A reader in California e-mailed the following comment about Pittsburgh in response to my initial posts: “It seems the stories in such a place are right on the surface, not distracted by the charminess of a place like the Bay Area.” That’s a pretty astute observation, and I especially liked her coinage of “charminess” to imply a negative connotation – charm as a veneer that can be misleading.
The topography of Pittsburgh is that of steep hills and river valleys, and it is this landscape which attracted the industrialists and the workers who settled here. While Pittsburgh has evolved into a high tech white-collar city over the past several decades, there is a blue-collar down-to-earth sensibility that remains deeply ingrained in the people who live here. That tenacity is symbolized by the homes that cling to the hillsides above the three rivers.
Pittsburgh’s hillside houses are not the “Painted Lady” Victorian row houses that cover the hills of San Francisco, or the cute and colorful “Little Boxes” on the slopes of that city’s southern peninsula. Our hillsides are more rugged and untamed, with hillside houses rising vertical and defiant, jutting up amid lush greenery, precipitous on the steep slopes and atop the crests. I didn’t always see their beauty, which may be an acquired appreciation. It’s an unexpected beauty, suddenly noticed when the morning light slants a certain way to sharply define the rooflines and angles, or when last rays of a sunset cast a golden glow reflected by the windows.
From the East End to the West End, the South Side Slopes to the North Side, Pittsburgh’s neighborhoods are defined and divided by hills and rivers. We don’t have a touristy and famous Lombard Street curving past stately homes, but we do have Rialto Street which steeply plummets with no curves straight down the side of Troy Hill and is as thrilling a ride as in any amusement park. There are grand and stately homes here, too, as well as genteel neighborhoods and gated communities, and there are even sections of Grandview Avenue on Mount Washington which remind me very much of San Francisco.

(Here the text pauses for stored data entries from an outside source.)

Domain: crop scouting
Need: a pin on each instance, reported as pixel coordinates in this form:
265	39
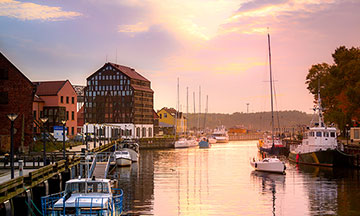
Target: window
4	74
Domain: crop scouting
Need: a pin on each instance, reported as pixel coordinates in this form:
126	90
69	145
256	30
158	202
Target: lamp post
44	120
12	118
64	150
86	136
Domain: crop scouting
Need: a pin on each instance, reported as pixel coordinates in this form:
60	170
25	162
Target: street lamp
64	153
44	120
12	118
86	136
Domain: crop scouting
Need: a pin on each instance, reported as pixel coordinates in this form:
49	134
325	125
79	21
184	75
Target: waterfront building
56	100
168	117
16	96
121	100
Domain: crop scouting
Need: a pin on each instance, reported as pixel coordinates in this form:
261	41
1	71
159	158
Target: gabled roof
130	72
48	88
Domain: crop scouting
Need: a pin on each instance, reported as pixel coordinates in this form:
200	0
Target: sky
220	45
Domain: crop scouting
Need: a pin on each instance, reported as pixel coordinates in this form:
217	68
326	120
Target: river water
220	181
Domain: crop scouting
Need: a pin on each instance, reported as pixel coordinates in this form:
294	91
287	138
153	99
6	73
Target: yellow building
167	119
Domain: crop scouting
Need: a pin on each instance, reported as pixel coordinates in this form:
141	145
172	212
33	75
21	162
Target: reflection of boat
132	147
84	197
221	135
269	165
204	143
319	146
122	158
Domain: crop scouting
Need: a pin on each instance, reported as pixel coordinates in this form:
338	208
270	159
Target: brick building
56	100
16	96
121	98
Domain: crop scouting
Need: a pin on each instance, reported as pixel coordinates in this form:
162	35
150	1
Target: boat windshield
92	187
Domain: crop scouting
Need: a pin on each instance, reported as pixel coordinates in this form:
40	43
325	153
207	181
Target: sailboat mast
271	93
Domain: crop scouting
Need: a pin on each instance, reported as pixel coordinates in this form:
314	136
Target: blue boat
84	197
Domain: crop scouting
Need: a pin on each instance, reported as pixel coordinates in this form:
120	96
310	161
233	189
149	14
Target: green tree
339	86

It seems I’m fated to always compare these two cities, loving each of them in different ways. But I’ve long ago claimed Pittsburgh as home. It’s a city with a rich literary history, an active writing and artistic community, and a visually interesting landscape. One of my favorite writers here, Chuck Kinder, wryly describes Pittsburgh as the “Paris of the Appalachians.” Now that sounds like just my kind of town.